The mistake I see most often is treating these as three separate systems. They are far more powerful when correlated by a shared trace ID.
Start with OpenTelemetry
OpenTelemetry gives you a vendor-neutral API for all three signals. Wiring up a tracer provider once, at startup, keeps the rest of the code clean:
func initTracer(ctx context.Context) (func(context.Context) error, error) {
exp, err := otlptracegrpc.New(ctx)
if err != nil {
return nil, fmt.Errorf("create otlp exporter: %w", err)
}
tp := trace.NewTracerProvider(
trace.WithBatcher(exp),
trace.WithResource(resource.NewWithAttributes(
semconv.SchemaURL,
semconv.ServiceName("loan-screening"),
)),
)
otel.SetTracerProvider(tp)
return tp.Shutdown, nil
}From there, instrument the boundaries that matter — inbound handlers, outbound calls, and any expensive work in between:
func (s *Service) Screen(ctx context.Context, app Application) (Decision, error) {
ctx, span := otel.Tracer("screening").Start(ctx, "Screen")
defer span.End()
span.SetAttributes(attribute.String("applicant.segment", app.Segment))
// ... real work ...
return decision, nil
}Make logs carry the trace ID
A trace is only useful if you can jump from a log line to it. With structured
logging via slog, attach the trace ID to every log emitted inside a request:
func logger(ctx context.Context) *slog.Logger {
sc := trace.SpanContextFromContext(ctx)
if !sc.HasTraceID() {
return slog.Default()
}
return slog.Default().With("trace_id", sc.TraceID().String())

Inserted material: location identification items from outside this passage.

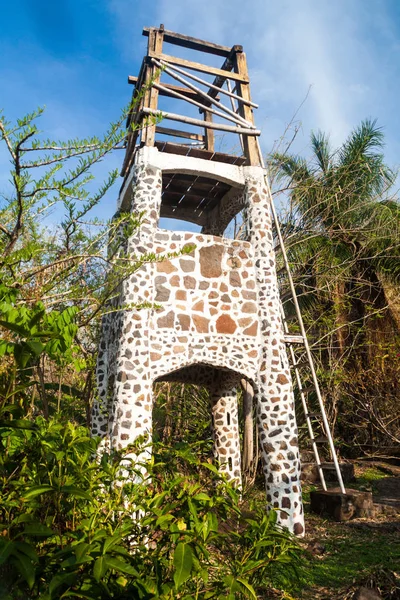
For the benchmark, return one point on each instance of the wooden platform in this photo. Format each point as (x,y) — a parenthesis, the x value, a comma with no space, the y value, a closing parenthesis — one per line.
(190,197)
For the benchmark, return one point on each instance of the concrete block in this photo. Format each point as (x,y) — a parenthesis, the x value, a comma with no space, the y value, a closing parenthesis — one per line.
(342,507)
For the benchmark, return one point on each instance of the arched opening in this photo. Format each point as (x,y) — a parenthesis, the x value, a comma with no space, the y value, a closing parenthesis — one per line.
(199,403)
(192,201)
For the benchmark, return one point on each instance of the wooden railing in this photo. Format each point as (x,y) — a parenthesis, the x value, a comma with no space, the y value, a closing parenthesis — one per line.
(230,84)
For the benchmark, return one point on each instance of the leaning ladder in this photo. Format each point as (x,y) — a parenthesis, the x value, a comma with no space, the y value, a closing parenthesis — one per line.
(301,339)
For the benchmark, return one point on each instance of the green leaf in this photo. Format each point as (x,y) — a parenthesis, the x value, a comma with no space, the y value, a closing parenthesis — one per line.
(100,568)
(36,490)
(76,492)
(248,587)
(36,347)
(61,579)
(6,549)
(17,424)
(22,331)
(120,566)
(183,562)
(39,530)
(26,568)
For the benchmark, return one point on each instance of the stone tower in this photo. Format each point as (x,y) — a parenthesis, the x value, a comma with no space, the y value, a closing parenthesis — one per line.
(214,310)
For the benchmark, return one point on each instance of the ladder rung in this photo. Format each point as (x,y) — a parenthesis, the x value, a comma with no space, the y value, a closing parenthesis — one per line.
(307,390)
(320,440)
(301,363)
(313,415)
(294,339)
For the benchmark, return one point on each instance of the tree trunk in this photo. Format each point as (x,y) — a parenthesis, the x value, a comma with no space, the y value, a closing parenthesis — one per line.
(248,434)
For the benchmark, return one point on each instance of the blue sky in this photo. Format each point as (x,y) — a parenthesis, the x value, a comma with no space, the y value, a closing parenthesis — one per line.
(74,56)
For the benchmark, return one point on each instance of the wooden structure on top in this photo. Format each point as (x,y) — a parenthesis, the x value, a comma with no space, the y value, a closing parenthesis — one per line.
(224,102)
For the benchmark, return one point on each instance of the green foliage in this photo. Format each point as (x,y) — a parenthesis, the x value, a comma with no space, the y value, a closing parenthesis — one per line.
(74,527)
(342,234)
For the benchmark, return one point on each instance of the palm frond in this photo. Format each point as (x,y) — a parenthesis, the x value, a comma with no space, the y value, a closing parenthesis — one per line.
(322,150)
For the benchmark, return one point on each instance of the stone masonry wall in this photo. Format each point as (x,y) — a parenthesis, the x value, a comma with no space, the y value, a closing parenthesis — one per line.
(214,318)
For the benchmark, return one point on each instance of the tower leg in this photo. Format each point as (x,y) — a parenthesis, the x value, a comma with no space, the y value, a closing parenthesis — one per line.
(280,453)
(226,428)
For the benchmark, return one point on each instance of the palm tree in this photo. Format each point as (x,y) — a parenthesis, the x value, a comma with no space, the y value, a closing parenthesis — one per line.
(343,241)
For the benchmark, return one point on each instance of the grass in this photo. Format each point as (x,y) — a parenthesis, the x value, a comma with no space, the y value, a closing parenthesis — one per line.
(352,554)
(360,552)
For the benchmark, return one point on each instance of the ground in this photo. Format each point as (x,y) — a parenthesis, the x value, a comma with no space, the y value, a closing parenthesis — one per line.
(365,552)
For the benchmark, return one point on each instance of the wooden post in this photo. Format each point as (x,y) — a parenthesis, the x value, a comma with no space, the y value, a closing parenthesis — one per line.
(155,43)
(249,142)
(208,133)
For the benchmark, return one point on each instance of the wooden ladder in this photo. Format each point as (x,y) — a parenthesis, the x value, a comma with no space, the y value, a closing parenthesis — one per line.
(293,341)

}Now a single trace_id ties together your Prometheus exemplars, your Jaeger
trace, and your Loki logs. That correlation is the whole point.
Keep metrics low-cardinality
Metrics are cheap until you label them with something unbounded — a user ID, a request path with IDs in it, a raw error string. Cardinality explosions are the most common way teams accidentally take down their own monitoring stack.

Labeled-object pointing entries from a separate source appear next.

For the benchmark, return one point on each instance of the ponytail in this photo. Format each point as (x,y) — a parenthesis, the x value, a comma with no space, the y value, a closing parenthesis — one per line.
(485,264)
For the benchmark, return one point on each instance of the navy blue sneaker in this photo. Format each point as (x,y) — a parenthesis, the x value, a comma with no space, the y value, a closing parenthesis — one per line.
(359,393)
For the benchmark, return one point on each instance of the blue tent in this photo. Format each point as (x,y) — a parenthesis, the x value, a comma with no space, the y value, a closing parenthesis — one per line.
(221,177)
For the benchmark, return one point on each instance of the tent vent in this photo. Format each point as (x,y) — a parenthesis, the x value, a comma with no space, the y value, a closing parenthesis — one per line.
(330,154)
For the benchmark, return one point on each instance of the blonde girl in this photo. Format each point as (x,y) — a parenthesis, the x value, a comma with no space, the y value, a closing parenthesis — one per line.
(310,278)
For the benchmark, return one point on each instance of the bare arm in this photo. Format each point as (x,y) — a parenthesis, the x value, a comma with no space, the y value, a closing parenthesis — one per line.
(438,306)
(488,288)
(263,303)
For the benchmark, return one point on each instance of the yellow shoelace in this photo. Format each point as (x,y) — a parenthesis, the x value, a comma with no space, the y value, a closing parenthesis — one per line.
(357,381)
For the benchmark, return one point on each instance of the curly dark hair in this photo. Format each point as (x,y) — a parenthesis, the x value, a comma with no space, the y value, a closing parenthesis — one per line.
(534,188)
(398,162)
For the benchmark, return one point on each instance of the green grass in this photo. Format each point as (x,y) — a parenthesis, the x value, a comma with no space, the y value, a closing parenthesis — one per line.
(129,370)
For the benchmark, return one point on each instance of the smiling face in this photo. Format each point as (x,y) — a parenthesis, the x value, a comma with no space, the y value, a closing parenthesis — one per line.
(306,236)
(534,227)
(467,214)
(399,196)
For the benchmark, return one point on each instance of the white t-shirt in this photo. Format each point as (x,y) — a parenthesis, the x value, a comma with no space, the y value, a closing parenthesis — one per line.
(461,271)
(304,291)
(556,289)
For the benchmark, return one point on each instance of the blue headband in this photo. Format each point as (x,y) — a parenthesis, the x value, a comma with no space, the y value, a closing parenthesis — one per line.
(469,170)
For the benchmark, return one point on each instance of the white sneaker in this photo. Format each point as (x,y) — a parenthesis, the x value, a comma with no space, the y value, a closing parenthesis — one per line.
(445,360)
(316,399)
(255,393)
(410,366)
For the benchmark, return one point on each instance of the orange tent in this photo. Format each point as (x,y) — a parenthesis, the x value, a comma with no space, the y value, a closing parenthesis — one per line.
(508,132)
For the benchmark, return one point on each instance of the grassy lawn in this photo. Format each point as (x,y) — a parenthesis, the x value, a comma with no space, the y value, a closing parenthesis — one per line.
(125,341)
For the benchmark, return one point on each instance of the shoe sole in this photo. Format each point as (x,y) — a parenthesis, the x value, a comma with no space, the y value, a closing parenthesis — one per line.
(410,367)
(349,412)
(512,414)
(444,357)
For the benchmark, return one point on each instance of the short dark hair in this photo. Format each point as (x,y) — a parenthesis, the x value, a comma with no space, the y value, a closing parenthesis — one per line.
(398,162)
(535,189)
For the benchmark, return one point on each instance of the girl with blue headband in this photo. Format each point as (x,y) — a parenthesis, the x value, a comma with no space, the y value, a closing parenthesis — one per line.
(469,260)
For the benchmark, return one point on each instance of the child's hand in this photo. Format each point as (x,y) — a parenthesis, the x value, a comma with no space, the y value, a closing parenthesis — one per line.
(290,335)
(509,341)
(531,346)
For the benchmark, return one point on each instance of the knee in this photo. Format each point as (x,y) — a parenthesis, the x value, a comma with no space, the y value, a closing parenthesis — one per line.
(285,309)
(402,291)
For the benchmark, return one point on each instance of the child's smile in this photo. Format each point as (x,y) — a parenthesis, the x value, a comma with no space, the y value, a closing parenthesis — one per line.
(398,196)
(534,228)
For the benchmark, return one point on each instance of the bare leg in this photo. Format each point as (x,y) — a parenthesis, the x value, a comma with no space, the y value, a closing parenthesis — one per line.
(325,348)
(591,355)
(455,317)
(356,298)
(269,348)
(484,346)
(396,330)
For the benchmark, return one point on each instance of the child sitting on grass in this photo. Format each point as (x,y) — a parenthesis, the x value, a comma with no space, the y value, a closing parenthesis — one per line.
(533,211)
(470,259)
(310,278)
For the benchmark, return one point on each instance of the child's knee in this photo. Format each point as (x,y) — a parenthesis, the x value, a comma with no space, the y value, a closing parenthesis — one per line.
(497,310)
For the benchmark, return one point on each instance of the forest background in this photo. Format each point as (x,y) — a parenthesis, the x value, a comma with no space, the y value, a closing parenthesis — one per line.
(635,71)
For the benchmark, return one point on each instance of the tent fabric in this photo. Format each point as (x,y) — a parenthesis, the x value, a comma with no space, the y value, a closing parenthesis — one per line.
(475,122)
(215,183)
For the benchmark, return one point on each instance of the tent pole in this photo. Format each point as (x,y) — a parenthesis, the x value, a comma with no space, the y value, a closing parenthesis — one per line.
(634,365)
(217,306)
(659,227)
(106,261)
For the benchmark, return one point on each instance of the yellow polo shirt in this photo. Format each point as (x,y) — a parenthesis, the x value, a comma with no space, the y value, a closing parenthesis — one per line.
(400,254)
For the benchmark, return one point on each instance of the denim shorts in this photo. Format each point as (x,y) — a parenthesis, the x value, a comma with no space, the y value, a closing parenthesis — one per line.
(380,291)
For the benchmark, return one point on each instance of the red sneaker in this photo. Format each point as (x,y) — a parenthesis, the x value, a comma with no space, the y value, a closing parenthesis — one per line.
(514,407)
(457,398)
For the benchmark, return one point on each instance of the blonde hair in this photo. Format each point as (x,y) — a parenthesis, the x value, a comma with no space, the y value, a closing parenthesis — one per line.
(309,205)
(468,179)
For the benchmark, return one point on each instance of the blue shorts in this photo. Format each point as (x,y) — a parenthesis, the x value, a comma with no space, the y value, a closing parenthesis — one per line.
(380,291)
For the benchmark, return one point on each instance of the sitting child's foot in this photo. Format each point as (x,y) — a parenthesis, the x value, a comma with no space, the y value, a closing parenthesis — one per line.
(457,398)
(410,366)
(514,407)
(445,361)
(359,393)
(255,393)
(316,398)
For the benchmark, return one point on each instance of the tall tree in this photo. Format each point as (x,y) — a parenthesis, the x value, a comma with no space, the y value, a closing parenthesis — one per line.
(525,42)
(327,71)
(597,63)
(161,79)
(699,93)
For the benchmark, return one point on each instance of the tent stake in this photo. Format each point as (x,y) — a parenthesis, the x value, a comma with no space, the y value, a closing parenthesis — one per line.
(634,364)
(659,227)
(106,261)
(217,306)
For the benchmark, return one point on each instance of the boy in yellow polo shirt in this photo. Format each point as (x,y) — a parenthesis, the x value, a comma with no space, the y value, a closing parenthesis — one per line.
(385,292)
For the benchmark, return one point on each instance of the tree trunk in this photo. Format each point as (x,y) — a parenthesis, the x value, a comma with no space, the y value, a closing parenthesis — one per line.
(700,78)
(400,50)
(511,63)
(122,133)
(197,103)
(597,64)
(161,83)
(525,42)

Rule of thumb: a label is safe only if you could enumerate its possible values on a whiteboard.
Use a small, fixed set of labels (method, route template, status class) and push the high-cardinality detail into traces and logs instead.
What good looks like
A healthy setup lets you go from an alert to a root cause in three hops:
- A Prometheus alert fires on elevated p99 latency.
- An exemplar on that metric links to a slow trace in Jaeger.
- The slow span's
trace_idpulls the exact logs in Loki.
No SSH-ing into boxes, no grep across hosts. That is the difference between
observability as a buzzword and observability as a tool you actually reach for at
2 a.m.